Michael is too immersed in his own experience, Dwight is not immersed enough; Michael is too immanent and Dwight too transcendent. Dwight seems to have a kind of dissociated distance from others, from his world, and from the people around him. Michael is the opposite in many ways, as he is wholly immersed in a solipsistic fictional world he has constructed in which he is the primary character. Dwight is too finite, Michael too finite? I don’t know if that’s true, actually. Maybe both of them are in the same situation of being too finite. I’ll have to think more about that. Either way, both are inauthentic, in a mode of bad faith: they embracing one side of existence while rejecting another.
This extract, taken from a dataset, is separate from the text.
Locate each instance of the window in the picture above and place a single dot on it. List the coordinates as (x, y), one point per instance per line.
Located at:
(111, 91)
Inauthentic people – and by that, I mean people in general, because none of us are wholly authentic – use elaborate schemes to portray themselves in certain ways and ignore others. In The Office, these schemes are almost as obvious, hilarious, and pathetic as they are in the real world — the writers just point out how funny and cringey they are, usually through the lens of Jim or Pam. The writers of The Office express a perhaps unconscious understanding of the imperative for authenticity — just as Sartre urges us to reject our bad faith and recognize our freedom to escape any factical situation (which Dwight has difficulty understanding), and as Kierkegaard exhorts us to strike a balance between infinity and finitude (which Michael has difficult understanding). This is the existential wisdom of the show.

“The biggest danger, that of losing oneself, can pass off in the world as quietly as if it were nothing; every other loss, an arm, a leg, five dollars, a wife, etc. is bound to be noticed.”

Kierkegaard, The Sickness Unto Death

And with that unnecessary overanalysis, back to The Office.